One fifth of the world’s children are still not receiving routine life-saving vaccinations and efforts to ensure global immunization coverage remain “far off track,” the World Health Organization said Wednesday.
Nearly 22 million infants, many living in the world’s poorest countries, missed out in 2013 on the routine vaccine against diphtheria, whooping cough and tetanus (DTP3), WHO said, citing the latest available data. And nearly half of them are in three countries: India, Pakistan and Nigeria.
This is of grave concern, said Jean-Marie Okwo-Bele, head of WHO’s vaccine unit, pointing out that there are still 1.5 million premature deaths due to vaccine preventable diseases each year. “Today WHO is calling for the global community to close the immunization gap and the unnecessary disability and deaths caused by the failure to vaccinate,” he told reporters in Geneva ahead of World Immunization Week, which starts Friday.

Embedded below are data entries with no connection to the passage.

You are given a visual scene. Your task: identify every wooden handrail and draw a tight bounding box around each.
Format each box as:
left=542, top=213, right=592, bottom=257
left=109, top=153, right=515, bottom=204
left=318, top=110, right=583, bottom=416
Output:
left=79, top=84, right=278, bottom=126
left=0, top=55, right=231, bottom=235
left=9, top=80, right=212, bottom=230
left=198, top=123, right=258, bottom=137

The world has made great strides in recent decades in raising immunization rates—from as low as five percent in some countries in the mid-1970s to a global average of 84 percent in 2013. And 129 countries boast immunization levels above 90 percent, with vaccines estimated to save as many as three million lives each year.
But Okwo-Bele warned the progress had been “plateauing” in recent years, despite a commitment in 2012 by all WHO members to a plan to ensure all children are immunized. There are a number of reasons for the lack of progress, including the cost of vaccines, weak health systems and lack of access in poorer countries.
Armed conflicts and insecurity also limit access, as do emergencies like the west African Ebola outbreak, with recent, unverified numbers indicating that immunization levels in Guinea, Liberia and Sierra Leone dropped as much as 30 percent at the height of that crisis, Okwo-Bele said. Also in developed nations, where coverage is generally high, there are pockets where rates are low, as recently emphasized by measles outbreaks in the United States and other western countries.
Researchers said last month immunization rates as low as 50-86 percent had made the U.S. outbreak possible. In wealthier countries the low rates can be due to the fact that many of the deadly diseases being vaccinated against rarely appear, and are no longer feared, allowing complacency to set in.
“The vaccinations are victims of their own success,” said WHO senior health adviser Philippe Duclos. A number of parents also refuse to vaccinate their children against measles, mumps and rubella, claiming it is responsible for increasing cases of autism—a theory repeatedly disproven by a range of studies.
WHO meanwhile said global immunization coverage varies greatly between different kinds of vaccines, with 84 percent global coverage for DTP3, polio and measles, but only 14 percent for rotaviruses, the most common cause of severe diarrhoeal disease. “Millions of children remain at risk of illness, disability or death because they are not getting the immunization they need,” it warned.